Tools for Enabling Large-Scale Public Engagement in Research

Non-scientists have long been contributing to research: by gathering observations on plant and animal behavior, by gazing at the sky through private amateur telescopes, or by participating in psychology experiments.  The Internet has created entirely new opportunities for enabling public participation in research, both in terms of the scale of public participation and the kinds of activities that the non-professional scientists can perform in support of scientific inquiry.

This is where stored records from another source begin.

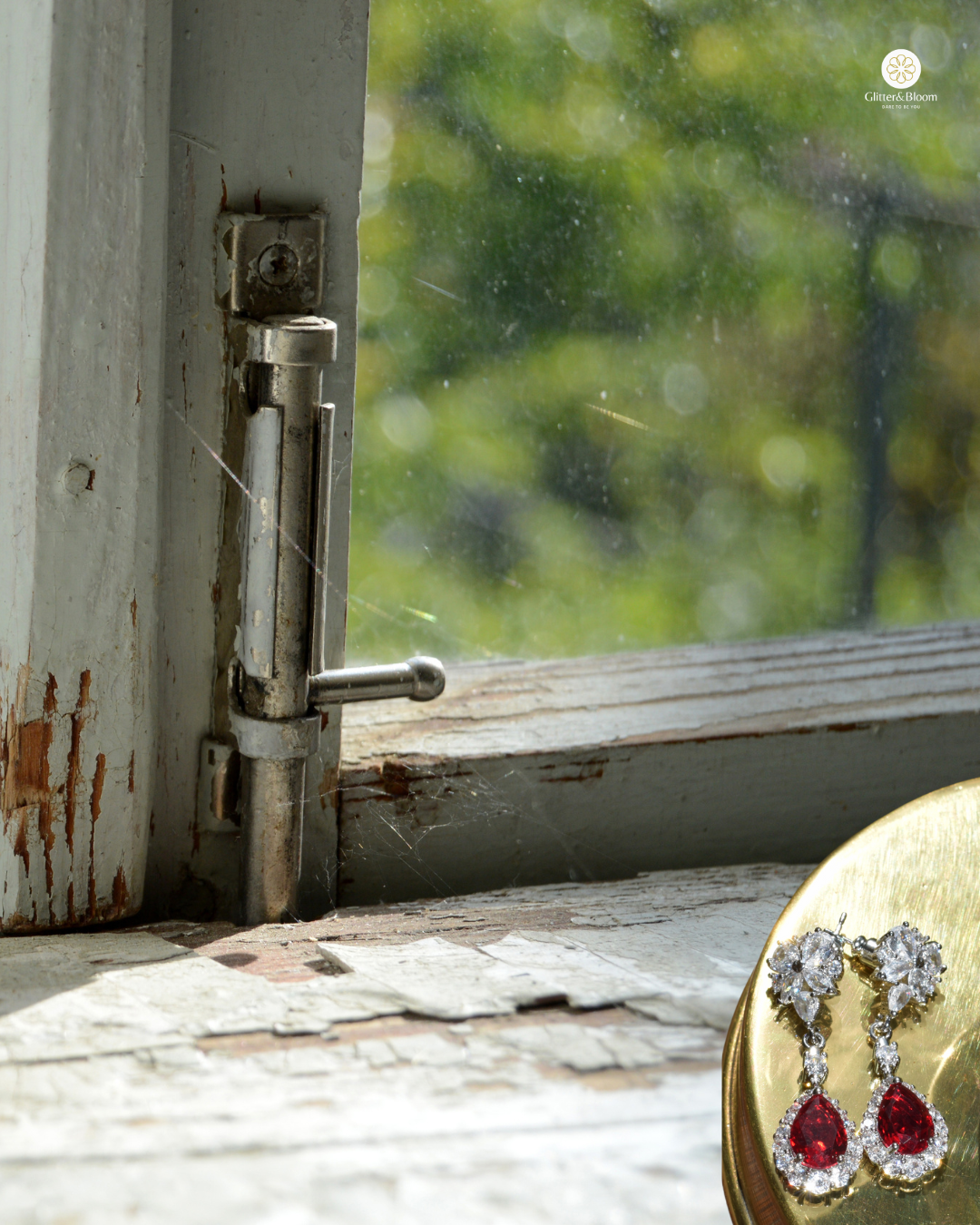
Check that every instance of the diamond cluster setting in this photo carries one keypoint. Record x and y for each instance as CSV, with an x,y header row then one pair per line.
x,y
912,962
909,1126
802,970
805,1161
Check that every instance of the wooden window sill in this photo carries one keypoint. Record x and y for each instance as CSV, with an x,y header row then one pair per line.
x,y
599,769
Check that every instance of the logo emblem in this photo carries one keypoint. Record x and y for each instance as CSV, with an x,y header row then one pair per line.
x,y
900,69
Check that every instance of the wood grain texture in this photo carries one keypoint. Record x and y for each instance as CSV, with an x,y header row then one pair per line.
x,y
595,769
150,1083
267,115
83,101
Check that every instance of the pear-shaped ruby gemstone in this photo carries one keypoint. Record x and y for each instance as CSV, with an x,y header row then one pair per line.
x,y
818,1136
904,1121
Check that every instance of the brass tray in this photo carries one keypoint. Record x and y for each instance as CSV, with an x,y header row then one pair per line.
x,y
921,863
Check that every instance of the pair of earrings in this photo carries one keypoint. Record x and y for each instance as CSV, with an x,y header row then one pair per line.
x,y
818,1148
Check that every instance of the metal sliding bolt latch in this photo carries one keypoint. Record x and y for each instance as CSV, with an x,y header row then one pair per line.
x,y
279,682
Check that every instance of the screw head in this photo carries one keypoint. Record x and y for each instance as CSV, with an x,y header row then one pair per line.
x,y
279,265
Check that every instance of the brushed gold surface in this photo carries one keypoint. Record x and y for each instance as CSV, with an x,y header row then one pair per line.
x,y
921,863
731,1063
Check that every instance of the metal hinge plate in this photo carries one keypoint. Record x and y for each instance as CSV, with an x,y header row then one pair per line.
x,y
273,265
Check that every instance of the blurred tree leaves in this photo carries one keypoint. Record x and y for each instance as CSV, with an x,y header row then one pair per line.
x,y
629,273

We are looking for Fellows, likely with backgrounds in HCI, AI, or Educational Technology, who wish to lead new projects in this broad area.  Examples of possible areas of inquiry include:

  • Mechanisms for creating and sustaining engagement in scientifically-valuable activities
  • Algorithms for optimally leveraging contributions from participants with vastly different levels of skill and expertise
  • Integrating participation in research with educational opportunities
  • Methodologies for ensuring reliability and validity of data collected from large, self-selected, heterogeneous populations
  • Engaging with domain scientists in other disciplines to solve valuable research problems that could not be feasibly pursued without massive public participation

Two specific ongoing projects illustrate our efforts so far:

Our Lab in the Wild project explores mechanisms for engaging a broad and diverse public as participants in human subjects experiments.  In a little over a year, Lab in the Wild has attracted nearly a million active participants.  This project has allowed us to explore mechanisms for creating and sustaining engagement, mechanisms for ensuring and verifying reliability of data in unsupervised human subjects experiments, new methodological challenges for analyzing results from large heterogeneous samples, and approaches for communicating partial results to the public.

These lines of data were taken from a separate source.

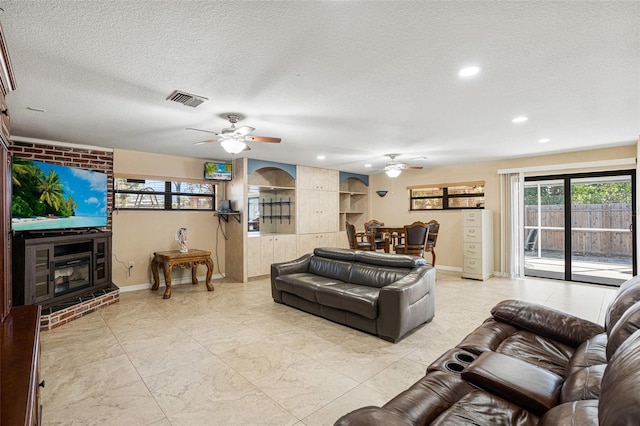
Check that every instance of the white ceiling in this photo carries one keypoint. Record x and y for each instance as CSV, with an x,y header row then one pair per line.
x,y
350,80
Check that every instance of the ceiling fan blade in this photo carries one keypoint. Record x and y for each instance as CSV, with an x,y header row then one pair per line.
x,y
207,141
244,130
201,130
261,139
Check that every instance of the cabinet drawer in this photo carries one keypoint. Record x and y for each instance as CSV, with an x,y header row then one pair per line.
x,y
472,218
472,251
472,267
472,234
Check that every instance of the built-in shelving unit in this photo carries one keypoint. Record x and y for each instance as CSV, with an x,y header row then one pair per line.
x,y
354,200
279,210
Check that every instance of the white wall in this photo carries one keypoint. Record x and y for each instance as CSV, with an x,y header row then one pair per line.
x,y
138,234
393,209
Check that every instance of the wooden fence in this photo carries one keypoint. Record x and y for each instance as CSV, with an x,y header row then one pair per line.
x,y
598,229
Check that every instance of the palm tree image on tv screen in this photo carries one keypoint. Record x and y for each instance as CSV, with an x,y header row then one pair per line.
x,y
50,196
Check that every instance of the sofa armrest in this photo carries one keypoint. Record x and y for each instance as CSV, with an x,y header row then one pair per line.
x,y
296,266
367,416
526,385
546,322
405,304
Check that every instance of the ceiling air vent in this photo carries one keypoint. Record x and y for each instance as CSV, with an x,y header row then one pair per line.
x,y
187,99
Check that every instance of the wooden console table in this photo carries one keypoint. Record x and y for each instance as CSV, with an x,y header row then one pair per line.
x,y
172,259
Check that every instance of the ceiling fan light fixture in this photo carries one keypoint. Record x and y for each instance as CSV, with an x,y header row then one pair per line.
x,y
233,146
393,172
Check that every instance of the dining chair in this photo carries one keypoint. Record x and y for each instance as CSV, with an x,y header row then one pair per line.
x,y
357,239
414,239
434,228
378,237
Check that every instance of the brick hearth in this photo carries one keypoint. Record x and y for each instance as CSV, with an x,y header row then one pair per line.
x,y
74,309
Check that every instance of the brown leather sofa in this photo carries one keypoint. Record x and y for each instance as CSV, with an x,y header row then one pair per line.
x,y
383,294
529,365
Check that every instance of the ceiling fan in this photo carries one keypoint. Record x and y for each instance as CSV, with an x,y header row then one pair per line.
x,y
234,139
394,168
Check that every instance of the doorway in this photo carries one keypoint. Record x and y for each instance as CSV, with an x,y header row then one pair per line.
x,y
580,227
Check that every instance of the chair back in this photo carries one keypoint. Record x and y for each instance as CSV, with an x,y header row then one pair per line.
x,y
371,226
415,238
434,227
378,237
351,235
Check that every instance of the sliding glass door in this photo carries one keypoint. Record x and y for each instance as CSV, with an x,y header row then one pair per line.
x,y
580,227
544,228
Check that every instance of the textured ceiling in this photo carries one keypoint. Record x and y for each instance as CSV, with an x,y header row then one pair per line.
x,y
350,80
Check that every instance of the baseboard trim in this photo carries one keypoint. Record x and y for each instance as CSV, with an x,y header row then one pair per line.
x,y
180,281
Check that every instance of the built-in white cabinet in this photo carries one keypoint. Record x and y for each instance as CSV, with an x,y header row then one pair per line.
x,y
267,249
477,244
317,211
318,204
317,179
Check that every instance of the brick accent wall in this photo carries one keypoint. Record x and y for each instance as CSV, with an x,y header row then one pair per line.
x,y
81,157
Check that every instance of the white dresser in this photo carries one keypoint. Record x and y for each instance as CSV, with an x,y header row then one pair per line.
x,y
477,244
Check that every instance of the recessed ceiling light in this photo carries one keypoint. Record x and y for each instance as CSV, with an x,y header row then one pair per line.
x,y
469,71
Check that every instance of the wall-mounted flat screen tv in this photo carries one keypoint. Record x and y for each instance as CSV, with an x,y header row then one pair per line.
x,y
49,196
218,171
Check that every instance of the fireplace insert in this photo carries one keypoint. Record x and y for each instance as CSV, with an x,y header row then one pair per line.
x,y
71,275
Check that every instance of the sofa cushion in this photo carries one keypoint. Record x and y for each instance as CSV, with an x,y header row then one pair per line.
x,y
579,413
628,323
330,268
483,408
348,255
619,391
359,299
375,276
388,259
546,353
592,352
535,389
303,285
546,321
583,384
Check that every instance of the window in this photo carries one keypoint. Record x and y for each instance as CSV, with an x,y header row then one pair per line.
x,y
149,194
468,195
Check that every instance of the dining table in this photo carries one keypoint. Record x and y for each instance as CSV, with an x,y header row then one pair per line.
x,y
389,233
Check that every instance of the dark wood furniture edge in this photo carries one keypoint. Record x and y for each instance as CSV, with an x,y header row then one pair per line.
x,y
19,357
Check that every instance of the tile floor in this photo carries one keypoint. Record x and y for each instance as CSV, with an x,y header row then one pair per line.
x,y
234,357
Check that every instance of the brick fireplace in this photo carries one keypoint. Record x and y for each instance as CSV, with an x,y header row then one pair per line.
x,y
76,294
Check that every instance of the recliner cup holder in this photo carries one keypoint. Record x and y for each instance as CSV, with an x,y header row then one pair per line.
x,y
454,367
464,358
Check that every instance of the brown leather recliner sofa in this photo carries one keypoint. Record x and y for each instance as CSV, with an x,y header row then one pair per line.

Our brand new Curio project aims to enable professional and amateur scientists to collaborate directly on collecting, processing, and analyzing scientific data.   In-depth interviews with nearly twenty scientists representing disciplines ranging from humanities to social sciences, to life sciences and engineering have given us insights into the opportunities for large-scale public engagement in data-intensive scientific projects.  These interviews have also helped us uncover cultural, ethical, legal, and technical barriers that need to be overcome.  One technical challenge that we are pursuing in the context of the Curio platform is the development of machine learning--based techniques for automatically translating professional scientists’ goals into workflows composed of tasks that amateur scientists can perform reliably.